We may say, therefore, that it is of the very essence of the divine spirit to reveal Himself, and that such a revelation comprehends both nature and mind, and yet the Absolute Ego is not absorbed in the revelation itself.

But may it not be possible that the revelation itself is illusory, a passing shadow with no corresponding substance? The dialectic movement which we have been following from its beginning to end would seem to confirm this view, inasmuch as all finite beings and all finite relations fail of self-sufficiency and permanency in the various stages of their development, and only in the Absolute Idea is there found a satisfactory resting-place for the thought which has tested all preceding stages and found them wanting. “The things which are seen are temporal, but the things which are unseen are eternal.” Is, then, the whole cosmic process in time and space a fleeting show? Is the spirit of man but the flashing ray of the central sun, lost forever in the dark and void, or perchance returning again in other forms to be reabsorbed in the primeval light? On the contrary, Hegel in his Philosophy of Nature and his Philosophy of Mind endeavors to ground these essential manifestations of being upon substantial foundations. Nature cannot be illusory, a mere seeming, for there is immanent in it the Absolute Idea. And so also the finite mind does not fall outside of the infinite, but within the area of its being and power. Moreover, inasmuch as the Absolute Idea is essentially a free activity, and as the human spirit partakes of the very nature of this Idea, its freedom is thereby assured and with its freedom, its immortality.

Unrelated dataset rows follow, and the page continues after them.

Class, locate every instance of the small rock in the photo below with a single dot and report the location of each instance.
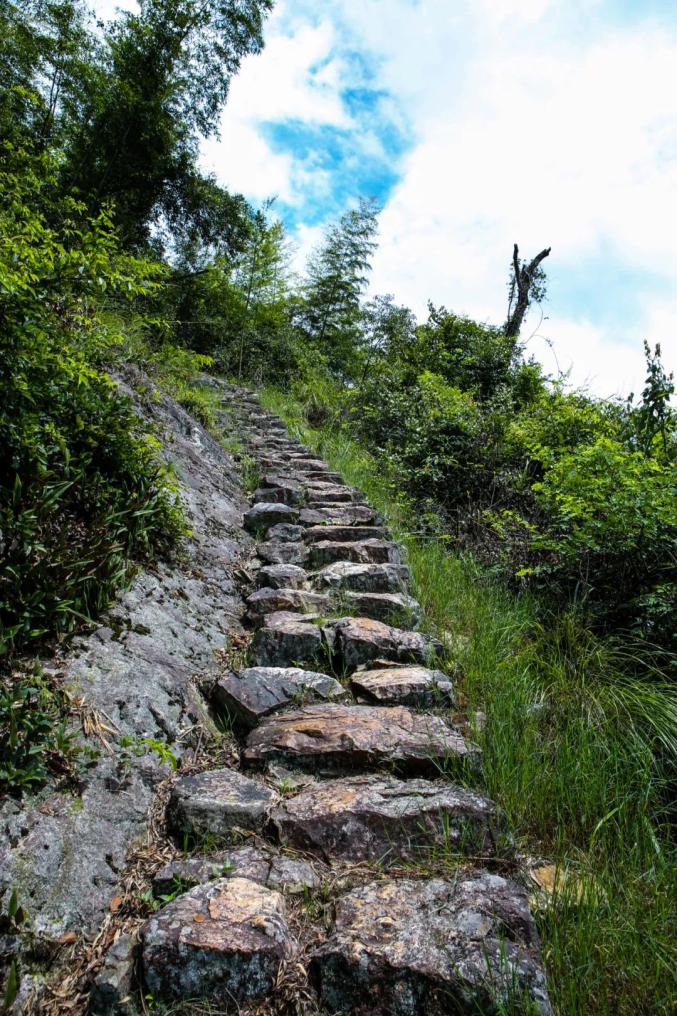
(282, 577)
(411, 947)
(222, 942)
(288, 639)
(354, 641)
(277, 871)
(258, 691)
(286, 531)
(219, 801)
(362, 578)
(111, 992)
(275, 552)
(269, 600)
(417, 687)
(376, 552)
(265, 514)
(346, 737)
(381, 817)
(344, 533)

By way of summary, it may be stated that the problem of the Logic is solved in the Absolute Idea, that fundamental principle of reason which is self-explanatory and capable of explaining all lower categories which are to be regarded merely as particular phases of its own self. But in the unfolding of the dialectic process which eventuates in the Absolute Idea, it is discovered that reason is essentially a principle of activity as well as a principle of knowledge. The Absolute Idea, therefore, as the supreme expression of reason, reveals its own nature in the cosmic processes; and in spite of the temporal and spatial contingencies of the great world system, it demonstrates its own eternal nature and purposes as the ground and end of it all. For the enduring and abiding elements in the cosmic order are those which partake of the nature of the Absolute Idea, and which come to a full revelation in the mind of man, disclosing his affinity with the Absolute Mind, and stirring within his breast intimations of divinity and immortality.